Chapter II. Intracellular reaction in mitochondria for selective cancer therapy 19

2.3 Result and Discussion

2.3.1 Characterization of TPP-ALD, TPP-HYD and Hydrazone-2TPP

To confirm the intracellular reaction, we measured UV/Vis spectra and Fluorescence spectra of TPP- ALD (2), TPP-HYD (5), Hydrazone-2TPP.

As shown in figure 9, The TPP-ALD (2) and TPP-HYD (5) shows the absorbance in 275 nm, 259 nm respectively. And after hydrazone reaction, Hydrazone-2TPP was also check the UV/Vis spectra and Fluorescence. The result shows that the absorbance appear at the 364 nm and fluorescence maximum wavelength is 517 nm. In the fluorescence data, the fluorescence at 517 nm only showed high intensity about 5000-fold in Hydrazone-2TPP after reaction compare to TPP-ALD (2) and TPP-HYD (5). It means that reaction show the green fluorescence and it appear turn on process.
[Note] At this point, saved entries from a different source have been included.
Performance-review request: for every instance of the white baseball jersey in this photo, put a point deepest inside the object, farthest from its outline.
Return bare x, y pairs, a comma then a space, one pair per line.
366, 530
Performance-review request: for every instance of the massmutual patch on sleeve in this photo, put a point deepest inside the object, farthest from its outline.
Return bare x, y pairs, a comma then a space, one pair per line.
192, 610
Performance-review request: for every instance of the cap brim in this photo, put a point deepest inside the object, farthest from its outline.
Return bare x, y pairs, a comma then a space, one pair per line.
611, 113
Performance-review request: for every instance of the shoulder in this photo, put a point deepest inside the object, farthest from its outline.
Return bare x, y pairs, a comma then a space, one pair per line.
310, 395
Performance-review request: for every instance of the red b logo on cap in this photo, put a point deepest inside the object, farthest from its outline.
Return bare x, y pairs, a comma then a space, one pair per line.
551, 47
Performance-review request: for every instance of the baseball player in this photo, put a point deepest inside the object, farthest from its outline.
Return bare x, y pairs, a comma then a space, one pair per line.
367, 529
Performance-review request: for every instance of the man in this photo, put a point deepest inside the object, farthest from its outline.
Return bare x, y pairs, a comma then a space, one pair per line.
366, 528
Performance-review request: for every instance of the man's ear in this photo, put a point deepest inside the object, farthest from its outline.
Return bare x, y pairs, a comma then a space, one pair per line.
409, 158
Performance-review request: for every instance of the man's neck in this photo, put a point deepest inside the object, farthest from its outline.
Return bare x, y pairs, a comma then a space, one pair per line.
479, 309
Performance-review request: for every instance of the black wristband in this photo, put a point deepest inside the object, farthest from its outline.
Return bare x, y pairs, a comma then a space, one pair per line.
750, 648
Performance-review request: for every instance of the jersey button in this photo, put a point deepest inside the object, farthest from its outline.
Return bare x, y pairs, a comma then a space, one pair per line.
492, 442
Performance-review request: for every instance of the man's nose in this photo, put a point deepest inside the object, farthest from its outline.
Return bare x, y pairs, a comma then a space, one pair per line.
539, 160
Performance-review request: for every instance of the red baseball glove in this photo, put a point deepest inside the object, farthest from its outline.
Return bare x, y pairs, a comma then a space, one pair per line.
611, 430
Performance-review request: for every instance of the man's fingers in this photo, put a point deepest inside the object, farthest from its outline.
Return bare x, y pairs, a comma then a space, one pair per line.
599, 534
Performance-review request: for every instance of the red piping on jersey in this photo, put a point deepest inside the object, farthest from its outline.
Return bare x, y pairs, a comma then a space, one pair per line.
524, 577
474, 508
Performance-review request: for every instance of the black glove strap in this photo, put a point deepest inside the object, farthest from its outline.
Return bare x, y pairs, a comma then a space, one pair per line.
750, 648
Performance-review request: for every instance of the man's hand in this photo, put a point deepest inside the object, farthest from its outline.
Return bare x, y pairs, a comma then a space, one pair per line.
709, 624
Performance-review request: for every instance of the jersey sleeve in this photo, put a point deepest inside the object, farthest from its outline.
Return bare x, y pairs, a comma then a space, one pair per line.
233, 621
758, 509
Figure 2.9.Characterization of molecular structure (A) UV/Vis spectra of TPP-ALD (2) of 500 μM in DMSO (λex 275 nm) (B) UV/Vis spectra of TPP-HYD (5) of 500 μM in DMSO (λex 259 nm) (C) Fluorescence spectra of TPP-ALD (2), TPP-HYD (5) and Hydrazone-2TPP with 500 μM in DMSO (λex 364 nm, λmax 517 nm).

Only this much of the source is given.